Lewis also credits major contributions from team members Ethan Perez and Douwe Kiela, then of New York University and Facebook AI Research, respectively.

When complete, the work, which ran on a cluster of NVIDIA GPUs, showed how to make generative AI models more authoritative and trustworthy. It's since been cited by hundreds of papers that amplified and extended the concepts in what continues to be an active area of research.

How Retrieval-Augmented Generation Works

At a high level, here's how an NVIDIA technical brief describes the RAG process.

When users ask an LLM a question, the AI model sends the query to another model that converts it into a numeric format so machines can read it. The numeric version of the query is sometimes called an embedding or a vector.

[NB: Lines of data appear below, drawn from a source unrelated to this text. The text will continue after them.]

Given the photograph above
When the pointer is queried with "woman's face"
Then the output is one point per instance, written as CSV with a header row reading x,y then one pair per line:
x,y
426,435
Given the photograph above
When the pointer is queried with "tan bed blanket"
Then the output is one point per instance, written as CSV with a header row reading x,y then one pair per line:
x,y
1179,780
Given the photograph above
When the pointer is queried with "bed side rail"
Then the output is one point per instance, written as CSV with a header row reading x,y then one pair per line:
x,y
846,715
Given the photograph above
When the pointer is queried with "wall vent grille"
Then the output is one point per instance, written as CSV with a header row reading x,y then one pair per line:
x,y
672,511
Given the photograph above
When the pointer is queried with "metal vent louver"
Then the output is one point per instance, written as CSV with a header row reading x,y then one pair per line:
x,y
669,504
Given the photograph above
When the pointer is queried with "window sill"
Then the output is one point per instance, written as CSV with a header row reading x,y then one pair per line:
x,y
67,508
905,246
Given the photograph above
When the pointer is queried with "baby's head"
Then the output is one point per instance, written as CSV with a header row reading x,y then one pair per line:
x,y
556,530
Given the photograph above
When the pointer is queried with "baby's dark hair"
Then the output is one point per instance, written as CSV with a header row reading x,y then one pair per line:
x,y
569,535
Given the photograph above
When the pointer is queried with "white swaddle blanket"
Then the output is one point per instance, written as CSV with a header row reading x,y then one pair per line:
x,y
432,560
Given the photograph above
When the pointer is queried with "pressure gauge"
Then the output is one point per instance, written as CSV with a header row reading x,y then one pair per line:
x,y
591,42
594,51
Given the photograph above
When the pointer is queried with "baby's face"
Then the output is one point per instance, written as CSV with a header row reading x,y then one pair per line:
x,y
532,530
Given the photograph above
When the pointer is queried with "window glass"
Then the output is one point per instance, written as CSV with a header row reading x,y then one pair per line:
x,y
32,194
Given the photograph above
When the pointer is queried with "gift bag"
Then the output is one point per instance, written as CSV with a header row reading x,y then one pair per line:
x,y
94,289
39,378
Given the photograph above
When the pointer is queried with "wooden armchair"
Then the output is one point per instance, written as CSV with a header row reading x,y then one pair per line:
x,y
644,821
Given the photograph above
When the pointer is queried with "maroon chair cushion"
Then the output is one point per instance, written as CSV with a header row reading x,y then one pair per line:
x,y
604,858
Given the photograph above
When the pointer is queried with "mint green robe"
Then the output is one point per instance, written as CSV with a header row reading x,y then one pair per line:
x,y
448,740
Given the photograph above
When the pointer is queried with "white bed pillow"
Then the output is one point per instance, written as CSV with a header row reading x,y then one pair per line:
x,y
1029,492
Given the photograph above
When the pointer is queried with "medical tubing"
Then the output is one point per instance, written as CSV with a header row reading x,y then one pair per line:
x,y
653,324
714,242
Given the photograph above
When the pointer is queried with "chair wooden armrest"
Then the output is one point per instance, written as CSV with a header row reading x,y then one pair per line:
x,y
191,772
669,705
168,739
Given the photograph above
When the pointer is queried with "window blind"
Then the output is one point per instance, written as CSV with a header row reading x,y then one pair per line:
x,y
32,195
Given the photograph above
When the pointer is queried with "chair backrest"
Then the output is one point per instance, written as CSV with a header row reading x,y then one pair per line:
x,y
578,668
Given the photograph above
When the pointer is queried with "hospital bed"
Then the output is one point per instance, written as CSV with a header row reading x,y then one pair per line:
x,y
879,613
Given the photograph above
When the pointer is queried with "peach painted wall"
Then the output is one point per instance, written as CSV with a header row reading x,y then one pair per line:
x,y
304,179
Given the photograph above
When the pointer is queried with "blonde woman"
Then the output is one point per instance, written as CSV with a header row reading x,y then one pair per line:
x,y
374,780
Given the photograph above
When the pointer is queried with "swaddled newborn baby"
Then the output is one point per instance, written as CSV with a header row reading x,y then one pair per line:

NVIDIA diagram of how RAG works with LLMs

Retrieval-augmented generation combines LLMs with embedding models and vector databases.

The embedding model then compares these numeric values to vectors in a machine-readable index of an available knowledge base. When it finds a match or multiple matches, it retrieves the related data, converts it to human-readable words and passes it back to the LLM.

Finally, the LLM combines the retrieved words and its own response to the query into a final answer it presents to the user, potentially citing sources the embedding model found.

Keeping Sources Current

In the background, the embedding model continuously creates and updates machine-readable indices, sometimes called vector databases, for new and updated knowledge bases as they become available.

Chart of a RAG process described by LangChain

Retrieval-augmented generation combines LLMs with embedding models and vector databases.

Many developers find LangChain, an open-source library, can be particularly useful in chaining together LLMs, embedding models and knowledge bases. NVIDIA uses LangChain in its reference architecture for retrieval-augmented generation.

Looking forward, the future of generative AI lies in creatively chaining all sorts of LLMs and knowledge bases together to create new kinds of assistants that deliver authoritative results users can verify.